Whilst there are programmes which collect tweets in real time as they are tweeted, many of which are open access, there are fewer designed to harvest pre-existing tweets. Those there are are aimed at a commercial rather than academic market, and their cost is beyond the scope of my research budget. So I had to develop my own ad-hoc, ‘low tech’ method of harvesting old tweets, using Twitter’s Advanced Search function.
In 2014 Twitter began allowing users to search for tweets more than 7 days old in its Advanced Search function (accessed from the options menu of a bog standard Twitter search result page, or by googling ‘Twitter Advanced Search’. You have to have a Twitter account to use this function). Advanced Search lets you combine a whole variety of search parameters, including date, location, hash tags, Twitter accounts, key words, sentiment (whether a Tweet is positive or negative). You can even input words you don’t want to be included.
Once I decided I was using Advanced Search, I had to decide on search parameters. The Student Tuition Fee Protests were a series of demonstrations, occupations and marches on both a national and local scale that took place between the 10th of November and the 9th of December 2010. I wanted to see Tweets from the four days of action that took place in London, on the 10th, 24th, and 30th of November, and the 9th of December. I started by searching for tweets that had been geotagged with London on the revelant days. Only a small percentage of tweets are geotagged, but it provided me with an idea of the hashtags and keywords that were were being used in regards to the demonstrations. I used this to decide on my search parameters. For example, for the demonstration on the 9th of December I searched for ‘Any of these words: protester, protesters, students, tuition, fees, protests’ and ‘These hashtags: #demo2010 #dayx3 #fees #solidarity #studentprotest #ukuncut’. For each demonstration, I used a slightly different combination of hashtags and keywords, in an attempt to find as many relevant tweets as possible. I acknowledge, however, that I probably did not find every tweet about the demonstrations. I also altered the dates as appropriate, then started the search.
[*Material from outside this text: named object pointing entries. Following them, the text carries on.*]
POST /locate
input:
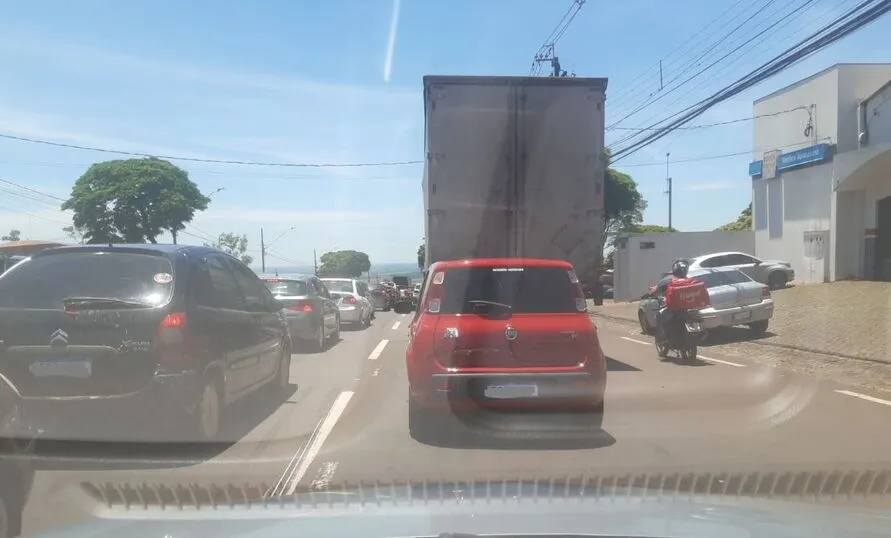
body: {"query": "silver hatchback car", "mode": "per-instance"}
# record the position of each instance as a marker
(735, 299)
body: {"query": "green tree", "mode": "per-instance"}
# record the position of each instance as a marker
(344, 263)
(742, 223)
(234, 245)
(133, 200)
(623, 205)
(13, 235)
(74, 234)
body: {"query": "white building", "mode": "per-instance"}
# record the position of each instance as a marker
(821, 176)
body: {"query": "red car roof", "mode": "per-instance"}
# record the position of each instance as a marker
(501, 262)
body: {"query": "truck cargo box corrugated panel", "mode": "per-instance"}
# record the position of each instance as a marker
(593, 82)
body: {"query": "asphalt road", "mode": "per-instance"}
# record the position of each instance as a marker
(347, 422)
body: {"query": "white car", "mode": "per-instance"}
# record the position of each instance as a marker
(355, 303)
(735, 299)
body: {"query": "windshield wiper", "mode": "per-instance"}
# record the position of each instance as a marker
(75, 303)
(481, 302)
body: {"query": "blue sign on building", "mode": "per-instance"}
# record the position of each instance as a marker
(794, 159)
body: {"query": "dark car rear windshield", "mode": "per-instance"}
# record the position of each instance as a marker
(287, 287)
(528, 290)
(45, 281)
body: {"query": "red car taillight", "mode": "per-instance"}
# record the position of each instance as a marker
(302, 306)
(174, 343)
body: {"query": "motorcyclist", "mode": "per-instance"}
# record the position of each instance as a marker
(665, 316)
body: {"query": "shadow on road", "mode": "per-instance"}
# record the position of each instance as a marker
(673, 359)
(613, 365)
(730, 335)
(241, 418)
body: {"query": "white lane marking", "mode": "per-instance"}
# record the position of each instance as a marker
(282, 481)
(719, 361)
(324, 476)
(376, 353)
(864, 397)
(636, 341)
(334, 414)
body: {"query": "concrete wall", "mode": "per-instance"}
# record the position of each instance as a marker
(799, 202)
(642, 259)
(856, 83)
(789, 209)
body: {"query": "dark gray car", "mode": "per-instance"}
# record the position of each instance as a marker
(312, 314)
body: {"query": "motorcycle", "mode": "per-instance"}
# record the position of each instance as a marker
(682, 335)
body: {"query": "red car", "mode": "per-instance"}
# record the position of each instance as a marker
(508, 334)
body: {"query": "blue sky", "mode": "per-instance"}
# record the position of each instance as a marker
(339, 82)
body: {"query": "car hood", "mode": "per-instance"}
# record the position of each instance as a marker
(490, 508)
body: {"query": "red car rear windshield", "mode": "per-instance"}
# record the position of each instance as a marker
(528, 290)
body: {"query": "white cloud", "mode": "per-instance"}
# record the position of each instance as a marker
(82, 57)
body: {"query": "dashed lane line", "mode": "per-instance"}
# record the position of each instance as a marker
(376, 352)
(327, 426)
(864, 397)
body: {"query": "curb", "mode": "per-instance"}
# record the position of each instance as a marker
(769, 344)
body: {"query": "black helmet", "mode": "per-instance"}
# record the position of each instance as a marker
(679, 268)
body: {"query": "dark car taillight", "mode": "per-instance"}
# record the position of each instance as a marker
(301, 306)
(173, 340)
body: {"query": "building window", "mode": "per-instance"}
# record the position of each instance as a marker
(759, 204)
(775, 208)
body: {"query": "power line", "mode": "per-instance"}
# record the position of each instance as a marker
(768, 40)
(713, 157)
(842, 26)
(711, 48)
(200, 160)
(683, 45)
(716, 124)
(758, 35)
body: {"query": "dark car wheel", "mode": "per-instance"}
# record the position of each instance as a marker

Now for the long-winded part. I have not found a way to download multiple tweets at once. You can use your browser’s print function to save the search results as a pdf, but there are several disadvantages to this. You cannot expand the tweets to see what time they were tweeted, and it will only save the tweets that have loaded- you have to scroll all the way down to the bottom of the search results to save them all, and this can take a long time when searches yield more than a few thousand tweets. I did save the search results as a pdf, so I can go back to them at a later date if I want to, but only once I had read them all.
And that is how I analysed the search results, by reading every single tweet. Any tweets that I thought might be relevant to my research, I saved as a jpeg using the Snip tool, with it’s own individual number (001, 002, 003, 004 etc.). I also pasted each tweet into a word document, so I could go back to them later without having to open each individual jpeg. I coded the saved tweets as I went along, making a note of the tweet’s number and the key theme it related to. I also kept a count of how many tweets I had read as I went along. I wouldn’t say it was very reliable, but I can at least say roughly how many tweets I analysed for each demonstration. For example, I read almost 8000 tweets related to the demonstration on the 10th of November 2010.
So there you have it; my ad hoc, low tech (for Twitter!) method for collecting and analysing old Tweets for academic research. It is a rather clunky method, and I suspect that someone with more technological know-how than me could improve it dramatically, but it has allowed me to see how social media was being used during the 2010 Student Protests in London. If you have experience with this sort of research, or just have an opinion on it, then I would love to hear from you!
5 thoughts on “#demo2010: Harvesting Old Tweets as a Research Method”
Great stuff Hannah. Nice to see another approach to using Twitter. I think I may well be adopting something very similar!
Thanks Simon. I’d love to chat to you about it if you do!
Wow – good effort! You might want to check-out this tool http://discovertext.com/sifter/ there are many others out there and I don’t actually use this one but this one does offers a free trial and sometimes competitions to win twitter data. Been meaning to email you about an event you might be interested in – so will do that now.
LikeLiked by 1 person
Thank you for sharing.
You’re welcome! I hope it is useful.